The main new theme arrive courtesy of Bo Peep, who has embarked on a life of freedom and independence away from serving a child's happiness. She is exploring the world on her own terms and having plenty of fun doing it. In addition to the forceful message of female strength and empowerment, her unapologetic stance is completely at odds with everything Woody knows and stands for. But gradually, combined with Bonnie confining Woody more frequently to the dark closet and playing with other toys, Bo Peep's lifestyle starts to make a lot more sense.

Director Josh Cooley also has another interesting narrative thread to pursue. Gabby Gabby is introduced as the villain of the piece, her entourage of ventriloquist doll goons prime candidates for inducing nightmares among young viewers.
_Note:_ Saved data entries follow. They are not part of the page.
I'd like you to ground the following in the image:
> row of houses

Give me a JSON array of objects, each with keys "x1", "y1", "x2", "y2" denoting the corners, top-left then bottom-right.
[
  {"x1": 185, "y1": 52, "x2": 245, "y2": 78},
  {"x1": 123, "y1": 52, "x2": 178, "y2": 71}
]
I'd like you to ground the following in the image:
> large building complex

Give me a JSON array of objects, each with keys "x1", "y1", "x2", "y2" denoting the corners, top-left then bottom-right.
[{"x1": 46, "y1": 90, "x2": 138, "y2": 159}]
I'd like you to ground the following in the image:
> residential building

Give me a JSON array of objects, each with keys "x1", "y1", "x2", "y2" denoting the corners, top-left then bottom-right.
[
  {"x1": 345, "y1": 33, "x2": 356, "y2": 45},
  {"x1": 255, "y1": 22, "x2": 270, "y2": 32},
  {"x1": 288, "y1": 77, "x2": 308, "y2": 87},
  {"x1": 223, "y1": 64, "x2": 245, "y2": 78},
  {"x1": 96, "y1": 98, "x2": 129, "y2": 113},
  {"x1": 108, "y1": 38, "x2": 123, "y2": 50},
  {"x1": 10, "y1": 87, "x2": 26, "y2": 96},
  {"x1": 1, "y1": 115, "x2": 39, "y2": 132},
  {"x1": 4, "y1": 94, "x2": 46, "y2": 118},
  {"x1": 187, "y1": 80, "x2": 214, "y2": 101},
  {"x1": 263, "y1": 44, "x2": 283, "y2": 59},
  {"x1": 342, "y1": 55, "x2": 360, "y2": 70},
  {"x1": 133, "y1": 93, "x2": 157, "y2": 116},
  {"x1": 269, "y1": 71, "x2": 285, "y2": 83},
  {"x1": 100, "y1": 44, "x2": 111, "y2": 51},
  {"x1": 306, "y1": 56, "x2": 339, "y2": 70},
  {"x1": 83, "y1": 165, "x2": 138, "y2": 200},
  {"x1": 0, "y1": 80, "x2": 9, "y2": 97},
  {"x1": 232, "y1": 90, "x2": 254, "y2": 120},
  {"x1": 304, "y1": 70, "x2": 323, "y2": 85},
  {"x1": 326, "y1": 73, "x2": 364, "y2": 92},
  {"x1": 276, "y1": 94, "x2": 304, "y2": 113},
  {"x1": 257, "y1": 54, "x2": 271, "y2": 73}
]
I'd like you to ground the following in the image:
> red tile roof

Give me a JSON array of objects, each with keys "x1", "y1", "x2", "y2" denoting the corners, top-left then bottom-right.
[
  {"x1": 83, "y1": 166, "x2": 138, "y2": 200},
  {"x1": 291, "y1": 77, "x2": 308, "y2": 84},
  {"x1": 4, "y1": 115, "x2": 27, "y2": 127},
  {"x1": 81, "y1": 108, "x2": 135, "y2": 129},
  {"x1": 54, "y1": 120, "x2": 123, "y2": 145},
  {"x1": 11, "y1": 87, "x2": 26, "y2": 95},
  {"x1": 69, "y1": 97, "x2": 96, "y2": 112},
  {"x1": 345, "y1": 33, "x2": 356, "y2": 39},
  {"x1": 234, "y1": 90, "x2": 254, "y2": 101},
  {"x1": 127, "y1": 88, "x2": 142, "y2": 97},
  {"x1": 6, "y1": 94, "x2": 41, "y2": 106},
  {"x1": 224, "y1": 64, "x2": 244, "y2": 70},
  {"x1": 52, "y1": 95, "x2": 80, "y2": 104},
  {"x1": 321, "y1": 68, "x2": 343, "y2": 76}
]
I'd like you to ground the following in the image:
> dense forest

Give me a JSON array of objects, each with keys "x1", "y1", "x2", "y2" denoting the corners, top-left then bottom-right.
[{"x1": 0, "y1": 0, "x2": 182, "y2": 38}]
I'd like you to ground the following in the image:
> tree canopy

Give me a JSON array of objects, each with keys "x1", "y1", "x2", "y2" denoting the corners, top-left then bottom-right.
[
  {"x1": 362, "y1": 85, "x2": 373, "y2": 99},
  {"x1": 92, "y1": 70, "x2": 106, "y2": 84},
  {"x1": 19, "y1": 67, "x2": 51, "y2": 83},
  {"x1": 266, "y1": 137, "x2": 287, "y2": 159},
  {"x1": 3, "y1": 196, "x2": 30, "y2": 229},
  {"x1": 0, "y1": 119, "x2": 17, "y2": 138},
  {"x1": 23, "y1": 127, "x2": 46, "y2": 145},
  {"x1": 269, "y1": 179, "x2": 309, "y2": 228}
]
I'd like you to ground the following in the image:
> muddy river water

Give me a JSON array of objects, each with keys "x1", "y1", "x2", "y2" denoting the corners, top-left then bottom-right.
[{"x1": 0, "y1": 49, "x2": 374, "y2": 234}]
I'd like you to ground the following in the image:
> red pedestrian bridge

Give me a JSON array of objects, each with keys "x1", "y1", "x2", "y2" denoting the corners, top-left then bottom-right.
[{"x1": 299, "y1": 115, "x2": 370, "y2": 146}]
But the film's commitment to delving beneath superficialities is laudable, and Gabby Gabby has her own backstory and quest to fulfil. Woody is again faced with an exceptionally difficult decision to make, and once again his current status relative to Bonnie will influence his actions.

Visually Toy Story 4 continues to achieve new levels of excellence in computer animation, and the screen is often rich with crisp content and stunning details. Various intriguing settings afford the animators opportunities to flex their muscles, from the RV's interior to expansive carnival grounds teaming with activity. The ramshackle antique store emerges as the film's most memorable locale.

While all the old favourites are here and Bo Peep's promotion to a strong female central role is a welcome boost, the series refreshes the toy line-up with some new arrivees. Most prominent and marketable is the insecure Duke Caboom, a Canadian stunt rider rejected by his first owner because Duke could not live up to his extravagant television advertising exploits.

An excellent use of nostalgia to push into brave new territory, Toy Story 4 builds upon tradition to thoughtfully challenge the status quo.